Bravado is a Bitch…

12 Jul

So you will learn through this blog a lot about my relationships…I have been an avid MySpace blogger for a hot minute but i think I am going to move on to something bigger and better, that gives me a few more options on how I choose to express myself…That being said here goes 🙂

When I 1st began this blogging adventure, I would have word defined centered blogs….Much like PeeWee’s playhouse secret word of the day…full on with the screaming and Lawrence Fishburne in the jacked up cowboy hat and chaps…hahaha!!

That being said, here is the word of the day, BRAVADO!

Lol this is where you jump, scream, yell, carry on and so forth!!
Bravado: –noun, plural -does, -dos.
a pretentious, swaggering display of courage.

Some men never cease to amaze me. I guess I just don’t get it you know. Maybe it’s a part of the male psyche. This sense o bravado, where they feel they have to be brave in all manners even when they are scared shitless.

OK. On to the ex. For those of you that are new to the blog you will soon get to know him quite well. Family…it’s like I don’t even know my friend anymore. He is married now. WTf. to a chick that he once called crazy. Color me confused. How does that even gel? The only thing I can come up with is that he made her out to be worse?? But no, because this is the same girl who has called my house and hung up and has emailed me on several occasions asking me to leave her husband alone, and has talked shit about me to my mutual acquaintances. lol. Funny thing is I haven’t talked to the ex in close to year. *shrugs*. But according to her I’m the Drama filled crazy one.

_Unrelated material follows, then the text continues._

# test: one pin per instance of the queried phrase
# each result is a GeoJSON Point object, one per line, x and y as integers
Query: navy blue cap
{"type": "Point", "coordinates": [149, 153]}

I really have been trying to figure out WHY he decided to get married. I just kept going over it because I ain’t gonna lie It hurt and to some extent still stings whenever I hear a song that was once known as “ours”.

But one day it hit me….bravado…see the ex has always struggled with this thing of needing to prove that he can do things on his own. so by him making this decision, this is a way of showing his family that he can do things without them…moreover without me. man. still in all. whatever the reason…in my head it doesn’t make it right. yeah you have put on your big boy britches but they don’t fit quite right no matter how hard you try to make them. it kills me when people make lifetime decisions from temporary circumstances. That false sense of confidence will mess things up every time.

Honestly I don’t want him back. Not at this time anyway. There is a lot to still sift through emotionally if that opportunity ever presented itself, and even then I still couldn’t say that yes I want him back. But family I really really want the best for him. And I know that if the best isn’t me, cool. But it hurts me to see him make fucked up decisions based on the size of little head rather than the one up top. Especially when he is blatantly hurting the people you love…and when everyone can see a problem but him.